27 October 2014 Engineering

The People Behind the Projects: DNA

By Suyog Rao

The People Behind The Projects is a new series of first-person blog posts from the individuals who contribute to the fantastic, elastic world of Elasticsearch. We’re a close-knit family at Elasticsearch. The goal of this series is to erode the boundaries between the so-called personal and the professional. We want to share our stories with you. So in this series, Elasticsearchers talk about where they’re from, how they first started engaging with Elasticsearch, and what motivates them.

We hope you enjoy this first post in our series by Logstash Engineering Team Lead Suyog Rao.

Suyog RaoI had been exposed to the world of engineering at a very early age. My father was a mechanical engineer and always had a methodical approach to solving issues. If a toilet at home wasn’t working, he would try to evaluate the root cause of the problem rather than searching for a quick fix. He always had a calm and logical response: “This doesn’t work, let’s figure out why.” As a twelve-year-old, I found this practical approach pretty impressive.

At university, I worked on a bioinformatics research project where we tried to figure out the causal relationship between certain patterns of DNA and diseases in humans. If we clustered those DNA patterns together, we could identify which diseases each pattern correlated with. It was in this lab that my appreciation for computer science and its application to solving problems in the real world began.

I was first introduced to the ELK stack when I was at Loggly. When I started exploring the different versions of the Elasticsearch code, I realized that it hasn’t changed a lot since 2010 when Shay Banon wrote the first version. Unlike other software systems, there hasn’t been a drastic architectural change and things aren’t constantly being written and rewritten. Elasticsearch had this foresight: “Data will grow exponentially. Machines can be rented. Therefore, let us build a search mechanism that can scale.” The elastic—that is, the scale—part of Elasticsearch is incredible. Many people are able to create search algorithms, but the elasticity of the company gives it a major competitive advantage.

If such foresight is part of the DNA of the company, I wanted to be there. So here I am.

One of my favorite features of Elasticsearch is called “allocation awareness.” We created this when we realized that “not all data are created equal.” It allows you to assign a higher-end machine to certain indices that need more computing power, and older, less frequented data to a low-end machine. We still have access to the old data, but it’s of fading relevance.
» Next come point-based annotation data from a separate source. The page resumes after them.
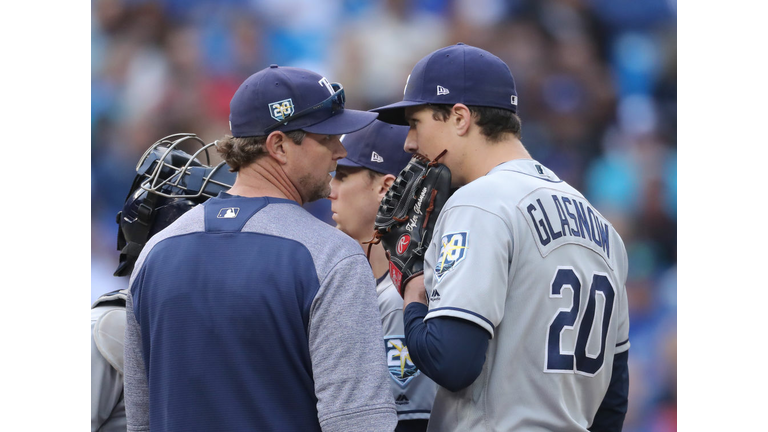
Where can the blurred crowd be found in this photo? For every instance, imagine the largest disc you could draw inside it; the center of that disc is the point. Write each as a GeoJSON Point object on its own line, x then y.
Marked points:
{"type": "Point", "coordinates": [597, 85]}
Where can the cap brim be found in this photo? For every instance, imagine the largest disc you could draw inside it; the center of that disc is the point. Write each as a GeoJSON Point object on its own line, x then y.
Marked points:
{"type": "Point", "coordinates": [347, 121]}
{"type": "Point", "coordinates": [348, 163]}
{"type": "Point", "coordinates": [395, 113]}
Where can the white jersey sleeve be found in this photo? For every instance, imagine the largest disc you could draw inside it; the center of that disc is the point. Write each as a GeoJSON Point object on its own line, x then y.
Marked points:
{"type": "Point", "coordinates": [468, 266]}
{"type": "Point", "coordinates": [413, 391]}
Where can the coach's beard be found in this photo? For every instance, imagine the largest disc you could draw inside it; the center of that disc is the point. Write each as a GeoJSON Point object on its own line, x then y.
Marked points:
{"type": "Point", "coordinates": [314, 189]}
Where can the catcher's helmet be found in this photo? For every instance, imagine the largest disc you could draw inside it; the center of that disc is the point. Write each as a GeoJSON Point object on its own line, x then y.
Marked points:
{"type": "Point", "coordinates": [168, 183]}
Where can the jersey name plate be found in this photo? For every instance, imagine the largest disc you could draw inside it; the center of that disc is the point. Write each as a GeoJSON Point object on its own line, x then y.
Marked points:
{"type": "Point", "coordinates": [556, 218]}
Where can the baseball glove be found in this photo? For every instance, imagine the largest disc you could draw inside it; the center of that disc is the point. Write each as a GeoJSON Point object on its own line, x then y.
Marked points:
{"type": "Point", "coordinates": [407, 215]}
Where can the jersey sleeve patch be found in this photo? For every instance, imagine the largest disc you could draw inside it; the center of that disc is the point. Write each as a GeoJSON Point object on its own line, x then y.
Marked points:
{"type": "Point", "coordinates": [453, 250]}
{"type": "Point", "coordinates": [399, 363]}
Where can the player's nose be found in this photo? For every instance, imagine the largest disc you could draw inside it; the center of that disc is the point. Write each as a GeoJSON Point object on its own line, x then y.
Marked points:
{"type": "Point", "coordinates": [339, 151]}
{"type": "Point", "coordinates": [334, 189]}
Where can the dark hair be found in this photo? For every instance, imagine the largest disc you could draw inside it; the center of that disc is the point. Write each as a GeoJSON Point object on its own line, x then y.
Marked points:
{"type": "Point", "coordinates": [494, 122]}
{"type": "Point", "coordinates": [242, 151]}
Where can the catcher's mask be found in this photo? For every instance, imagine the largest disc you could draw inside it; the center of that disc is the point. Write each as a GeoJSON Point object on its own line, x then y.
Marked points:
{"type": "Point", "coordinates": [168, 183]}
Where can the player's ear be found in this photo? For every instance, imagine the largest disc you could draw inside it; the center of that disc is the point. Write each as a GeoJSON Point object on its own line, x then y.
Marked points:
{"type": "Point", "coordinates": [385, 182]}
{"type": "Point", "coordinates": [276, 146]}
{"type": "Point", "coordinates": [461, 119]}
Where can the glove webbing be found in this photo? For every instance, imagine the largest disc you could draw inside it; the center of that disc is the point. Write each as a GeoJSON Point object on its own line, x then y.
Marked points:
{"type": "Point", "coordinates": [376, 239]}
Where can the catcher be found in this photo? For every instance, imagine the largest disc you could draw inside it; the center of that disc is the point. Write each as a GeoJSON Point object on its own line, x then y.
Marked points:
{"type": "Point", "coordinates": [168, 183]}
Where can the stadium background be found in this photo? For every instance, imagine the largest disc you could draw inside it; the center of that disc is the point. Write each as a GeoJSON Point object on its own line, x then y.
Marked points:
{"type": "Point", "coordinates": [597, 81]}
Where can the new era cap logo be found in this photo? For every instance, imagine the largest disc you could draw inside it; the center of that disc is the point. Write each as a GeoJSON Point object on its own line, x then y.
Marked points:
{"type": "Point", "coordinates": [228, 213]}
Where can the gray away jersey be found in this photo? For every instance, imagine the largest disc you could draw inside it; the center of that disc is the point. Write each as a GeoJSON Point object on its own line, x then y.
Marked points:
{"type": "Point", "coordinates": [107, 334]}
{"type": "Point", "coordinates": [523, 254]}
{"type": "Point", "coordinates": [413, 391]}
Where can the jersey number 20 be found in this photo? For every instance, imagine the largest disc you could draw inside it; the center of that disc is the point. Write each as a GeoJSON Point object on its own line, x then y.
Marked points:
{"type": "Point", "coordinates": [579, 360]}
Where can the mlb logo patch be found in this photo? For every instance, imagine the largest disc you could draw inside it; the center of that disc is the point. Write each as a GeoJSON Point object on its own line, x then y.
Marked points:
{"type": "Point", "coordinates": [228, 213]}
{"type": "Point", "coordinates": [281, 109]}
{"type": "Point", "coordinates": [401, 368]}
{"type": "Point", "coordinates": [453, 250]}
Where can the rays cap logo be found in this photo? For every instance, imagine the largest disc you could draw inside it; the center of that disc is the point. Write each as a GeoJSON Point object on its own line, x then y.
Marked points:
{"type": "Point", "coordinates": [285, 99]}
{"type": "Point", "coordinates": [474, 76]}
{"type": "Point", "coordinates": [378, 147]}
{"type": "Point", "coordinates": [401, 367]}
{"type": "Point", "coordinates": [228, 213]}
{"type": "Point", "coordinates": [453, 250]}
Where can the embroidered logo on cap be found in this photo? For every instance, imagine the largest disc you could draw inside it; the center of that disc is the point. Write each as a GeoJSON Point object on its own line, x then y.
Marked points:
{"type": "Point", "coordinates": [281, 109]}
{"type": "Point", "coordinates": [228, 213]}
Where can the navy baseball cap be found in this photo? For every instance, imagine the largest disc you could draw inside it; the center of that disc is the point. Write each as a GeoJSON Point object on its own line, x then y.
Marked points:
{"type": "Point", "coordinates": [378, 147]}
{"type": "Point", "coordinates": [287, 99]}
{"type": "Point", "coordinates": [455, 74]}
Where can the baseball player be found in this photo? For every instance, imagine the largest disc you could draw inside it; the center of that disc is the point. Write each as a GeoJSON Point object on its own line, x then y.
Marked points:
{"type": "Point", "coordinates": [151, 206]}
{"type": "Point", "coordinates": [248, 313]}
{"type": "Point", "coordinates": [375, 156]}
{"type": "Point", "coordinates": [520, 315]}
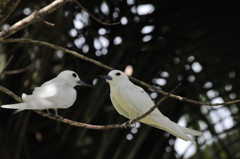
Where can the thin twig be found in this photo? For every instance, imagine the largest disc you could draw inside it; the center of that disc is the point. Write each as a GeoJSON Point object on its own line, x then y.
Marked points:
{"type": "Point", "coordinates": [48, 23]}
{"type": "Point", "coordinates": [6, 65]}
{"type": "Point", "coordinates": [94, 16]}
{"type": "Point", "coordinates": [79, 124]}
{"type": "Point", "coordinates": [35, 16]}
{"type": "Point", "coordinates": [74, 53]}
{"type": "Point", "coordinates": [18, 71]}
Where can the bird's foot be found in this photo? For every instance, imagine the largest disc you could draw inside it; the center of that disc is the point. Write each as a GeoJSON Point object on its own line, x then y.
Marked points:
{"type": "Point", "coordinates": [124, 125]}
One of my recent memories of helping a customer was from a mobile analytics company that uses Elasticsearch to gather data about in-app experience, user session information, and API usage. They were migrating from using a NoSQL product to Elasticsearch for providing these real-time analytics and had gone live the previous week. When I received the support call, one of the nodes in their cluster was experiencing high CPU load and the memory usage was very high. Using Marvel, we narrowed the problem to a special use case of theirs where they were doing frequent updates to documents using scripts, which was adding high load on the primary shards. Once I realized this was the root cause of the problem, I wrote a script to balance the primary shards equally across their four machines. So, instead of allowing 80 percent of one CPU to get loaded, we could have CPUs on other machines sharing the workload. The new script allowed us to distribute jobs evenly across all the machines. And now that their urgent request has been addressed, we are taking corrective measures to make sure that this code is scripted in for other similar use cases. I love the quick feedback loop from customers to products, which benefits everyone. It’s all very gratifying.